Für eine Brotzeit am Vortag vorbereiten ist Obatzda ideal. Im Kühlschrank zieht er über Nacht durch und entwickelt sein volles Aroma. Wichtig ist nur, ihn vor dem Servieren wieder etwa 20 Minuten bei Zimmertemperatur stehen zu lassen, damit er streichfähig wird.
Was genau ist Obatzda?
Obatzda ist ein bayerischer Brotzeitaufstrich aus reifem Camembert oder Brie, weicher Butter, fein gehackten Zwiebeln, Paprikapulver und etwas Bier. Das Wort kommt aus der bayerischen Mundart und bedeutet so viel wie angedrückt oder vermischt. Seit 2015 sind die Bezeichnungen Obazda und Obatzter EU-weit als geografische Spezialität geschützt.
Welcher Käse eignet sich für Obatzda?
Klassisch wird vollreifer Camembert verwendet, alternativ Brie. Die EU-Spezifikation schreibt mindestens 40 Prozent Camembert oder Brie vor. Wer es kräftiger mag, mischt etwa ein Drittel Limburger oder Romadur unter. Jüngerer, fester Käse macht den Obatzda fade, daher unbedingt ein gut gereiftes Stück verwenden.
Ist in Obatzda wirklich Bier drin?
Ja, ein klassischer Obatzda enthält einen kleinen Schuss Weißbier, der für Cremigkeit und ein leichtes Hopfenaroma sorgt. Die Menge liegt bei zwei bis drei Esslöffeln pro Portion. Wer keinen Alkohol möchte oder Obatzda für Kinder zubereitet, ersetzt das Bier durch alkoholfreies Weißbier, Milch oder einen Esslöffel Sahne.
Wie lange vorher sollte man Obatzda zubereiten?

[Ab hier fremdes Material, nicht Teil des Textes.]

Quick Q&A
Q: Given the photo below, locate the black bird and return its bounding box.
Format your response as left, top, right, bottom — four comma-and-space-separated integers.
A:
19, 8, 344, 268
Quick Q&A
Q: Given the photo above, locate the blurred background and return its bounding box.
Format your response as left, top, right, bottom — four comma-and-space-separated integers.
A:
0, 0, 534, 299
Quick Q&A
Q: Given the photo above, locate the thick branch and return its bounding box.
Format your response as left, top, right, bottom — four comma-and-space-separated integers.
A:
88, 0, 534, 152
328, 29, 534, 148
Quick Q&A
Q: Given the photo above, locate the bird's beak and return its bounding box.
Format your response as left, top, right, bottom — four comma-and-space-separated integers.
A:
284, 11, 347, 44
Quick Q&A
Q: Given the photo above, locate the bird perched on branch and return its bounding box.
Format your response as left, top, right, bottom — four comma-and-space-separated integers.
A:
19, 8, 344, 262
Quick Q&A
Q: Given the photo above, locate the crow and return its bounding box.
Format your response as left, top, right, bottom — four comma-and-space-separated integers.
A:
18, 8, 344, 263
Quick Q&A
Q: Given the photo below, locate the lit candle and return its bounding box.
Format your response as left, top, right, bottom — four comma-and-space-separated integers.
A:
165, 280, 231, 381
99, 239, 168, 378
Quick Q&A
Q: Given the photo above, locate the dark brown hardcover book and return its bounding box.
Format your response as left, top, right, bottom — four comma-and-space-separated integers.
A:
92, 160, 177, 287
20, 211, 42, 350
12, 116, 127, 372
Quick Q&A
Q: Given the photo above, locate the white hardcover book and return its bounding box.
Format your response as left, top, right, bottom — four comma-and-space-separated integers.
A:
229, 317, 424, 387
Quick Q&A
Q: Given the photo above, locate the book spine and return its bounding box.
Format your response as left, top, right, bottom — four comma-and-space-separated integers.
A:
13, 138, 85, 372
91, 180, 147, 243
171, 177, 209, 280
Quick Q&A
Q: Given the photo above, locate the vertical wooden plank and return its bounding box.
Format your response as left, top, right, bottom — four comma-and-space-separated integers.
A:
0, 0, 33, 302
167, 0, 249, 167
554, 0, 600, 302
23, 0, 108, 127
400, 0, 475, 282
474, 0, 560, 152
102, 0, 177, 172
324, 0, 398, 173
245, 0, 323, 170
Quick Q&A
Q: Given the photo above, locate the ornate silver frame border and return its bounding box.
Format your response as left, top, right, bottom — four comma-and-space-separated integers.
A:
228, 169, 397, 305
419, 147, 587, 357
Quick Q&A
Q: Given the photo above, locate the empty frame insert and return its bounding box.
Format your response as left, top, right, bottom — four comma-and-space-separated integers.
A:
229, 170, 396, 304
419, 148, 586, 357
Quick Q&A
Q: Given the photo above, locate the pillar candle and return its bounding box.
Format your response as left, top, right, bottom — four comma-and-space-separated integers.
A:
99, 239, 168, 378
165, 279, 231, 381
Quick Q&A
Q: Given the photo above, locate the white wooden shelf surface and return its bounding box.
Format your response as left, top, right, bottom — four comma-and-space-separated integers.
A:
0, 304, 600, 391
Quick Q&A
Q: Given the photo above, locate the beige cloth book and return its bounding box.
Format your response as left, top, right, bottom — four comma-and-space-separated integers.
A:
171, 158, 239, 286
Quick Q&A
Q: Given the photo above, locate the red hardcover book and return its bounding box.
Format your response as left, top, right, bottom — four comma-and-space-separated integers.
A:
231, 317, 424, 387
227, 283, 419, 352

Mindestens 30 Minuten Ruhezeit im Kühlschrank sollten es sein, damit sich die Aromen verbinden. Noch besser schmeckt Obatzda, wenn er einen Tag vorher zubereitet wird und über Nacht durchzieht. Vor dem Servieren etwa 20 Minuten bei Zimmertemperatur stehen lassen, damit er streichfähig wird.
Wie schmeckt Obatzda?
Der Geschmack ist kräftig würzig, leicht pikant und cremig-fettig. Der reife Camembert sorgt für die typische Käsenote, das Paprikapulver gibt eine rauchig-süße Tiefe, die Zwiebel bringt Schärfe und das Bier eine leichte Bittere. Insgesamt ist Obatzda intensiver als ein einfacher Frischkäseaufstrich, aber milder als reiner Limburger.

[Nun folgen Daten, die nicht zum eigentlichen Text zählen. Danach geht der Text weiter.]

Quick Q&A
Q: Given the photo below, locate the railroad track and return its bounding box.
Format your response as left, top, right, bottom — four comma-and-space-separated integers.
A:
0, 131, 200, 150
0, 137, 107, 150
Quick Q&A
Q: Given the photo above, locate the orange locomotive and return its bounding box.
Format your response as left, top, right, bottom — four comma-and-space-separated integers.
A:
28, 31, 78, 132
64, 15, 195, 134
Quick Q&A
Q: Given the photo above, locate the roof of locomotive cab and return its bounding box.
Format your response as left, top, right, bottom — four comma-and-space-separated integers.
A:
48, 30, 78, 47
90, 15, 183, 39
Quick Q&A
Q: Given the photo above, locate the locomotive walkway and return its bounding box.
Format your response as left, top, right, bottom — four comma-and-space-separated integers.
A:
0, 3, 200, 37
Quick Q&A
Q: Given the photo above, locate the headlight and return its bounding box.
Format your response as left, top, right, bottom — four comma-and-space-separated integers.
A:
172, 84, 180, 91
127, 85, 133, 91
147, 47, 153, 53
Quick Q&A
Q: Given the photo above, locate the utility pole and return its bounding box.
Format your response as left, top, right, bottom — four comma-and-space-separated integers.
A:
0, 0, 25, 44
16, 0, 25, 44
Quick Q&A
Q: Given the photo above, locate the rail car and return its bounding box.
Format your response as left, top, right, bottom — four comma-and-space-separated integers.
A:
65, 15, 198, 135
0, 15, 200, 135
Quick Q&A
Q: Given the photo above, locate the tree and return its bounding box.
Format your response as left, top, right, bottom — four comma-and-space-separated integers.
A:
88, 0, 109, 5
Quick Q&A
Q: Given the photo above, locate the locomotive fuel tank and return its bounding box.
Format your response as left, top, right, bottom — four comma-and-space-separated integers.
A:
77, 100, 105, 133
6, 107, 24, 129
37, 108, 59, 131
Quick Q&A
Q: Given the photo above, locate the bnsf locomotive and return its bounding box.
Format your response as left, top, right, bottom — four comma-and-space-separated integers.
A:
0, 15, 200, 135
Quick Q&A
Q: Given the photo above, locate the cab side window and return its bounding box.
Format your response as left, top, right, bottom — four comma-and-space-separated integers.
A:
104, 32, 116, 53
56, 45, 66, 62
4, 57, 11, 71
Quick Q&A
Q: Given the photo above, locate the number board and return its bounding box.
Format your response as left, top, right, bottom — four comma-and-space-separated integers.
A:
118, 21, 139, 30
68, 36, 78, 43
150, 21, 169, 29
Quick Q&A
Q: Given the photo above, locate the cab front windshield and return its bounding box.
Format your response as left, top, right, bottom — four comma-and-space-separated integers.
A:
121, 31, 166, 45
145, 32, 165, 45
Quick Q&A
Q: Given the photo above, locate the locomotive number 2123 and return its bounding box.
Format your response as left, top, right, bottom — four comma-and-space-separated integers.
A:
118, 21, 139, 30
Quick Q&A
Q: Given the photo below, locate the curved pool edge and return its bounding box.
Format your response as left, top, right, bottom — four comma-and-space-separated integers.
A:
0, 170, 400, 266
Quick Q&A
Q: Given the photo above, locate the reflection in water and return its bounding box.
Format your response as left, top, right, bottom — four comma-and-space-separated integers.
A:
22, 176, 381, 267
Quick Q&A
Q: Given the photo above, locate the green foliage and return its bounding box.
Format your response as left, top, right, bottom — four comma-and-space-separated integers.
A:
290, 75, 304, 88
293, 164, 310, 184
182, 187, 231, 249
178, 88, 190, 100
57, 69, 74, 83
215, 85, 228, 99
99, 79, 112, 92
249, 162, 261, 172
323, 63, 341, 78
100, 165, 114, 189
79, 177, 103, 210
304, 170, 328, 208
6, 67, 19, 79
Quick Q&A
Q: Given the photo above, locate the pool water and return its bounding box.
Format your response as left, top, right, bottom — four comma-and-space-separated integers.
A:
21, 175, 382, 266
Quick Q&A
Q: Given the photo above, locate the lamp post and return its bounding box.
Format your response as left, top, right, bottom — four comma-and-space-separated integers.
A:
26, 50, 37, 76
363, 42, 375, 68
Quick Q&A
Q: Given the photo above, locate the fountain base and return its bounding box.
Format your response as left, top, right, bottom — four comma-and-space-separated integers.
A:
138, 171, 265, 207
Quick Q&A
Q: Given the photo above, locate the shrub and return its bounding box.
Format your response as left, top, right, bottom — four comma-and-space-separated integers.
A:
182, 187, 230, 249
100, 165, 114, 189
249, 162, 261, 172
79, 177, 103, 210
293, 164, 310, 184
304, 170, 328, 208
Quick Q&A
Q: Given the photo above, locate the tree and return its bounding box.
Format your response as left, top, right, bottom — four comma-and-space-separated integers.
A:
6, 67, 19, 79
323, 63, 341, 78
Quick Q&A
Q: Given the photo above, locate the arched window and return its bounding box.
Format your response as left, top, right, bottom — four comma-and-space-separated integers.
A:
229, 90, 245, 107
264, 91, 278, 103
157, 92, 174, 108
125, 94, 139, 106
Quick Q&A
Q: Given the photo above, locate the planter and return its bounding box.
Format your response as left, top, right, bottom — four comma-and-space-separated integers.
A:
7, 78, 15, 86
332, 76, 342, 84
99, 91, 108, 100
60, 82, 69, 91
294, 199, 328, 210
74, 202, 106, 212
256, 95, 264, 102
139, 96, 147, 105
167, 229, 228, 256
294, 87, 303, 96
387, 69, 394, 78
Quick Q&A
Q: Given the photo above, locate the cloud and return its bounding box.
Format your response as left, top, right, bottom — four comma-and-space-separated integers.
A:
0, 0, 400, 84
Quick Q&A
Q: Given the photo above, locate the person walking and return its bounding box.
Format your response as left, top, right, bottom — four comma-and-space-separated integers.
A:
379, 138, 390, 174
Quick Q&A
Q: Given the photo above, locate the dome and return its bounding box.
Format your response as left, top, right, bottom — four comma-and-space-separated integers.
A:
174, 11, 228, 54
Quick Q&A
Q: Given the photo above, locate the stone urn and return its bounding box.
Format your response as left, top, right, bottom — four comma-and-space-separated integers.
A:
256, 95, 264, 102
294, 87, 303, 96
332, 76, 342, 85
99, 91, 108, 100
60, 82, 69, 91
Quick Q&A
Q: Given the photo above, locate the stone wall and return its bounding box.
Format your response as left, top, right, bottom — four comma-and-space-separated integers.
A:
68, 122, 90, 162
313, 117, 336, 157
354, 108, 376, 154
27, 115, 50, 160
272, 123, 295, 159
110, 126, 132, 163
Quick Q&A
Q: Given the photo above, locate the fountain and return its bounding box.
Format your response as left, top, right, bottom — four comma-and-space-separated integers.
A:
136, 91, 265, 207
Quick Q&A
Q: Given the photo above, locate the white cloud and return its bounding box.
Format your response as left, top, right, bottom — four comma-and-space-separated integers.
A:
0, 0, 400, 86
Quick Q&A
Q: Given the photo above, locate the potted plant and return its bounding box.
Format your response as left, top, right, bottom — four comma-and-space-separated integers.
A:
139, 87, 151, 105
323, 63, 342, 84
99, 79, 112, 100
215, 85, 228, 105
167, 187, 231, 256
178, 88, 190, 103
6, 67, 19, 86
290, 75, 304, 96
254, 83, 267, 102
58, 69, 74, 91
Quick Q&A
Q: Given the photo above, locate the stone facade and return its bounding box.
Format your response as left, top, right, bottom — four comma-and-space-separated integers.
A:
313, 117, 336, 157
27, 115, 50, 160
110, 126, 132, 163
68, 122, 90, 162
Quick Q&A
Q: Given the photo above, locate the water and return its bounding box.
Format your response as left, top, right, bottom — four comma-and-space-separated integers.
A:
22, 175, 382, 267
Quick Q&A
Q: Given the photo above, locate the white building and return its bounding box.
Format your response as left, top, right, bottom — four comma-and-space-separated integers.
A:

Wie lange hält sich Obatzda im Kühlschrank?
In einer gut verschlossenen Dose hält sich selbst gemachter Obatzda etwa zwei bis drei Tage im Kühlschrank. Wegen des hohen Frischkäse- und Butteranteils sollte er nicht länger gelagert werden. Einfrieren wird nicht empfohlen, weil die Konsistenz danach körnig und wässrig wird.
Heißt es Obatzda, Obatzter oder Obazda?
Alle drei Schreibweisen sind korrekt. Obatzter ist die ältere, eher schriftsprachliche Form, Obatzda die heute am weitesten verbreitete und Obazda die phonetische Schreibung, wie das Wort im bayerischen Dialekt klingt. Die EU-Verordnung kennt sowohl Obazda als auch Obatzter als geschützte Bezeichnungen.
Woher kommt der Obatzda?
Der Obatzda hat seinen Ursprung im Weihenstephaner Bräustüberl in Freising. In den 1920er-Jahren begann die Wirtin Katharina Eisenreich, übrig gebliebenen reifen Camembert mit Butter, Zwiebeln und Paprika zu vermischen und als Brotzeit zu servieren. Von dort verbreitete sich das Rezept schnell in ganz Bayern.
Wie nennt man Obatzda in Franken?
In Franken heißt der Käseaufstrich Gerupfter oder angemachter Camembert. Rund um Bamberg ist auch der Name Liptauer geläufig, der sonst eher für eine ungarisch-österreichische Käsezubereitung steht. Die Zubereitung ist jeweils ähnlich, kann sich in Details aber unterscheiden.
Kann ich Obatzda vegan zubereiten?
Eine vegane Version ist möglich, schmeckt aber deutlich anders. Statt Camembert kommt ein gereifter veganer Frischkäse oder ein Cashew-Käse zum Einsatz, die Butter wird durch Margarine ersetzt. Paprikapulver, Zwiebeln, Kümmel und ein Schuss Bier sorgen für die typischen Aromen. Mit dem Originalgeschmack kann die vegane Variante nicht ganz mithalten, ist aber eine gute Alternative.